Unlike the other species of Gopherus in the United States, G. berlandieri usually does not dig an extensive burrow; tunnels are seldom over 40 cm in length. Instead, it uses its gular projection, forelimbs, and the lateral edges of the shell to push away the surface debris and soil to create a resting place, to which it often returns. This so-called pallet usually is located under a bush or the edge of a clump of cactus and is simply a ramp sloping just steeply enough to accommodate the anterior edge of the shell below the surface. There are usually several pallets within a tortoise's home range. Continued use of a pallet, together with the clearing away of accumulated soil and debris, tends to deepen it; the deepest one found by Auffenberg and Weaver (1969) was 1.5 m deep at its anterior end and 5 m long. They also found that pallet use is seasonal. Pallets in thick brush near Brownsville, Texas, are used throughout the year, but in summer proportionately more tortoises are found in pallets in such places. In winter a greater proportion of tortoises are found in pallets in open brush or in grassland. Texas tortoises also sometimes occupy empty mammal burrows of suitable size, and on occasion further excavate these.

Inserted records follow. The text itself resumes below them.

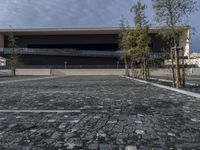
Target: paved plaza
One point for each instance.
(96, 112)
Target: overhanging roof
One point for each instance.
(69, 31)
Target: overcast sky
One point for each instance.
(77, 14)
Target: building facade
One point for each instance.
(87, 47)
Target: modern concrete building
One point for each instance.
(86, 47)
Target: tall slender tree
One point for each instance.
(14, 58)
(125, 43)
(140, 38)
(171, 13)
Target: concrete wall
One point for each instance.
(5, 72)
(39, 72)
(70, 72)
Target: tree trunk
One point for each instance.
(126, 66)
(178, 80)
(183, 68)
(132, 69)
(173, 71)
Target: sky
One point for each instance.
(78, 14)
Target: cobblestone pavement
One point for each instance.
(192, 82)
(107, 112)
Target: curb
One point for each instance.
(31, 79)
(166, 87)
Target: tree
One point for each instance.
(14, 58)
(140, 40)
(172, 13)
(124, 43)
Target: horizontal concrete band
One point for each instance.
(39, 111)
(167, 87)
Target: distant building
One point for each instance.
(86, 47)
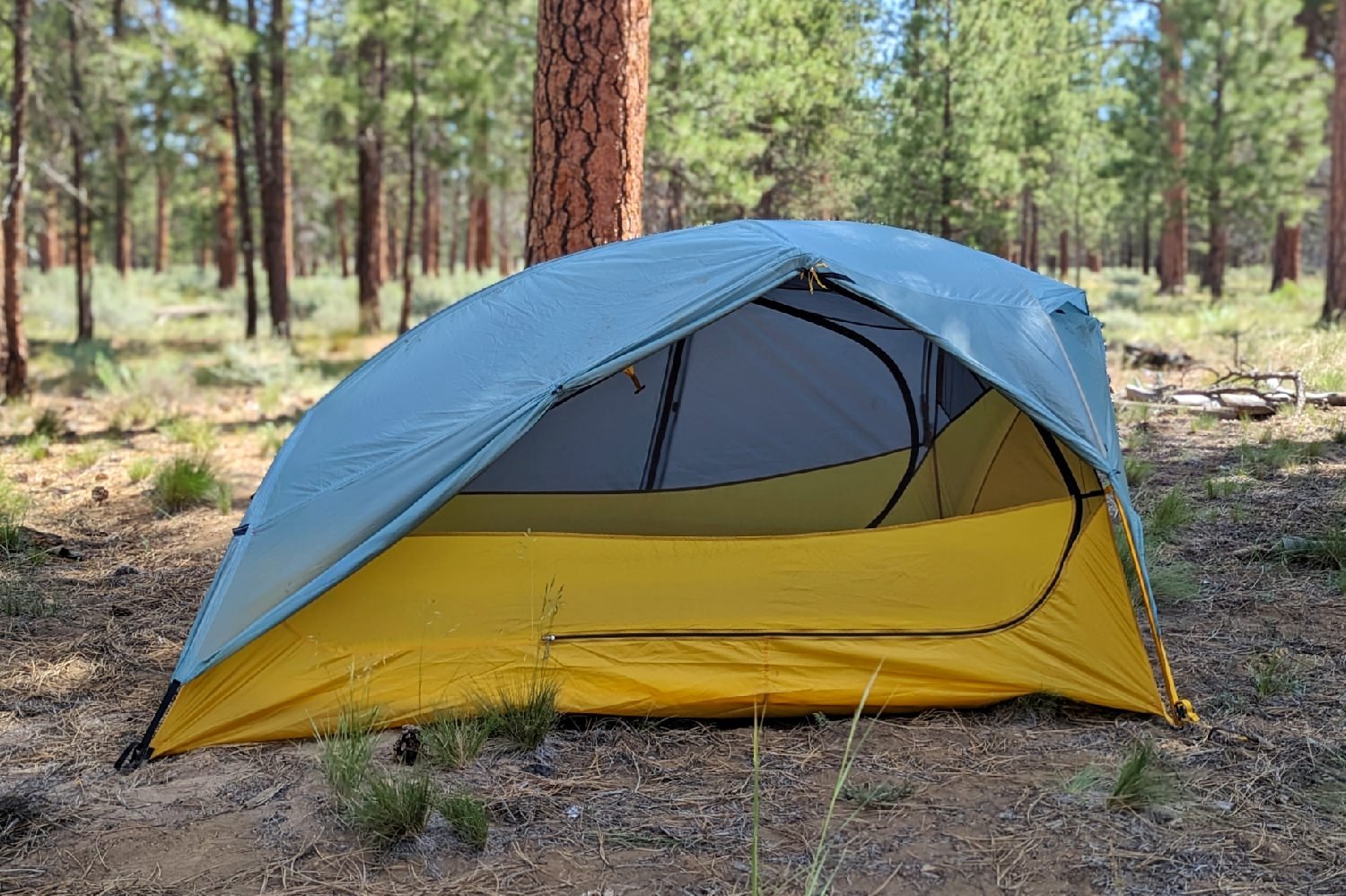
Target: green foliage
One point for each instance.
(466, 815)
(1141, 779)
(13, 508)
(1275, 673)
(883, 794)
(454, 740)
(524, 713)
(346, 750)
(186, 482)
(1171, 513)
(389, 809)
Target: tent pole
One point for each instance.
(1182, 709)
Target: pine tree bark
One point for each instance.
(48, 247)
(589, 126)
(275, 196)
(430, 223)
(121, 155)
(1173, 241)
(226, 250)
(1334, 299)
(342, 247)
(163, 218)
(11, 207)
(1284, 256)
(245, 236)
(371, 250)
(78, 202)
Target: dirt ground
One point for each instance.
(1011, 798)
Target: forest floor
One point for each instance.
(1007, 798)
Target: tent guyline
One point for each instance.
(761, 457)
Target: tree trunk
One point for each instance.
(121, 155)
(342, 247)
(1173, 242)
(260, 144)
(589, 126)
(1284, 256)
(1334, 299)
(48, 247)
(479, 236)
(371, 250)
(163, 220)
(244, 193)
(430, 223)
(275, 199)
(406, 319)
(226, 250)
(454, 223)
(11, 209)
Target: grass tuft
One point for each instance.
(466, 815)
(346, 750)
(186, 482)
(392, 807)
(1275, 673)
(1173, 513)
(13, 508)
(527, 713)
(1141, 780)
(455, 740)
(883, 794)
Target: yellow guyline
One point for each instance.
(1182, 709)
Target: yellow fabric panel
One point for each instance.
(828, 500)
(436, 621)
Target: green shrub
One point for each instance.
(877, 794)
(468, 817)
(186, 482)
(527, 713)
(13, 508)
(455, 740)
(392, 807)
(1141, 779)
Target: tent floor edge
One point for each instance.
(139, 752)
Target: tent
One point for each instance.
(839, 451)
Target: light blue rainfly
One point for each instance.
(417, 422)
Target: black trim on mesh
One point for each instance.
(139, 752)
(668, 405)
(1076, 527)
(808, 317)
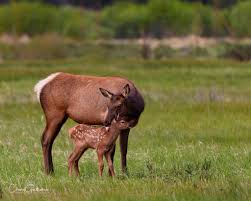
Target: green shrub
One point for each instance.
(27, 18)
(171, 17)
(48, 46)
(240, 19)
(240, 52)
(126, 20)
(163, 52)
(35, 18)
(203, 21)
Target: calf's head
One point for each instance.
(117, 101)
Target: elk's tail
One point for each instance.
(41, 84)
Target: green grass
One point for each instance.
(193, 141)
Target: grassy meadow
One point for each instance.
(193, 141)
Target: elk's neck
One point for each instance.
(113, 133)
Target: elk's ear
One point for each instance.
(106, 93)
(116, 116)
(126, 90)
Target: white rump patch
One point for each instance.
(40, 85)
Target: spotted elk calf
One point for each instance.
(102, 139)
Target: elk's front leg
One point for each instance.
(110, 163)
(123, 148)
(100, 154)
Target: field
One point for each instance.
(193, 141)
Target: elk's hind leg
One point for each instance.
(54, 122)
(74, 158)
(110, 163)
(112, 153)
(76, 167)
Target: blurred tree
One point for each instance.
(216, 3)
(94, 4)
(4, 1)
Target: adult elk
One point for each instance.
(78, 97)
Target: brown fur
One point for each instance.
(102, 139)
(79, 98)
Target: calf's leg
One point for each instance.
(53, 126)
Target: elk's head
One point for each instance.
(116, 102)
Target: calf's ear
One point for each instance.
(126, 90)
(106, 93)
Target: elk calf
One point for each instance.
(100, 138)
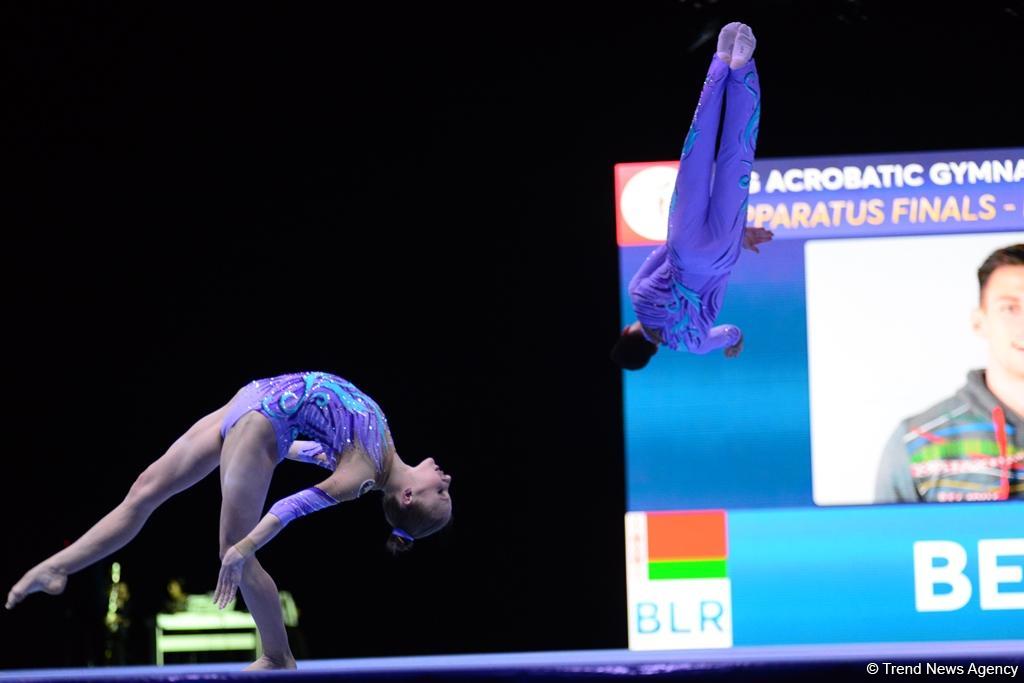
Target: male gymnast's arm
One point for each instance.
(355, 475)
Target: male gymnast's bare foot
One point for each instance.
(742, 47)
(726, 37)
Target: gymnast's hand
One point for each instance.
(733, 351)
(756, 236)
(230, 575)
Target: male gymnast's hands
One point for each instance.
(733, 351)
(230, 577)
(756, 236)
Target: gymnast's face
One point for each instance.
(431, 492)
(1000, 318)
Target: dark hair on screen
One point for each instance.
(1013, 255)
(408, 521)
(632, 350)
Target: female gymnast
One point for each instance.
(678, 291)
(247, 438)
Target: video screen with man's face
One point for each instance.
(856, 473)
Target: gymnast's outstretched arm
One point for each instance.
(355, 475)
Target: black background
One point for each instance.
(418, 198)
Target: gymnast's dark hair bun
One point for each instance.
(397, 545)
(632, 350)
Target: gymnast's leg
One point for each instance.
(688, 211)
(727, 213)
(189, 459)
(247, 463)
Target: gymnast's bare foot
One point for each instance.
(726, 37)
(43, 577)
(266, 664)
(742, 47)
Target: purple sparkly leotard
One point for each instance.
(317, 407)
(679, 289)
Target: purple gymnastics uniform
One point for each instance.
(317, 407)
(679, 289)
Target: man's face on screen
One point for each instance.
(1000, 318)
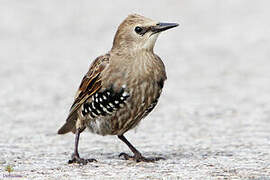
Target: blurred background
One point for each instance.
(216, 99)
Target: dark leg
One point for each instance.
(75, 157)
(137, 155)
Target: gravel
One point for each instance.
(212, 121)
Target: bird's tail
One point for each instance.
(70, 124)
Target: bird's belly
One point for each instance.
(143, 99)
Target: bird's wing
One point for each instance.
(90, 84)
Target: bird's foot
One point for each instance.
(140, 158)
(77, 159)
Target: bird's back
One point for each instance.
(130, 86)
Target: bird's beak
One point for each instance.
(162, 27)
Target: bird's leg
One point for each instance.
(75, 157)
(137, 155)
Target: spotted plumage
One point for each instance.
(105, 103)
(121, 87)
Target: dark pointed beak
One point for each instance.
(162, 27)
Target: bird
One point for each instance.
(121, 87)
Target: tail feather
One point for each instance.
(70, 124)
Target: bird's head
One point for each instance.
(138, 33)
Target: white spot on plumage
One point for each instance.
(125, 94)
(110, 104)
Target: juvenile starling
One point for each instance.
(121, 87)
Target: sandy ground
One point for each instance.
(212, 121)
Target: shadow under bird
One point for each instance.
(121, 87)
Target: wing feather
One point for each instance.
(90, 84)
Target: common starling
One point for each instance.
(121, 87)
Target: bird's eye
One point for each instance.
(138, 29)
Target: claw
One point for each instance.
(140, 158)
(77, 159)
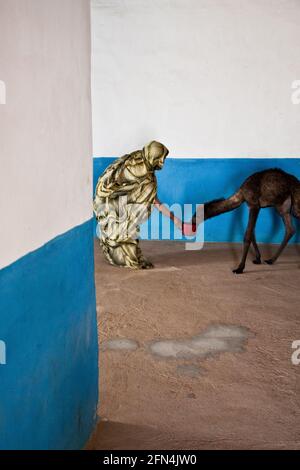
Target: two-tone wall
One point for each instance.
(48, 366)
(217, 81)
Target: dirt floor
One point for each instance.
(194, 357)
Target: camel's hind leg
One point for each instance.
(289, 232)
(254, 211)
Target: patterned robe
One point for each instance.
(124, 198)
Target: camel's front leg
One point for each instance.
(257, 259)
(247, 239)
(289, 232)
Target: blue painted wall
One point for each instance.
(49, 385)
(195, 181)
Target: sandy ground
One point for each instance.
(194, 357)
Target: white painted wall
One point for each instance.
(45, 125)
(209, 78)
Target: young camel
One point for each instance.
(269, 188)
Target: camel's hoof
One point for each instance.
(238, 271)
(269, 261)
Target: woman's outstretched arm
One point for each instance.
(165, 211)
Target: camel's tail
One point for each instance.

IUCN Red List Status (1996)
Not listed. The Texas tortoise is declining in areas of extensive agriculture, particularly in the Rio Grande Valley, where 90% of its natural brush habitat has been eliminated since the 1930s, and 80% of the remaining brushland is unprotected and threatened by development (Rameriz, in Rose and Judd, 1989). Few are eaten, but many are killed on the roads each year. In the past, many Texas tortoises were sold in the pet trade, but the animal has been protected in Texas since 1967.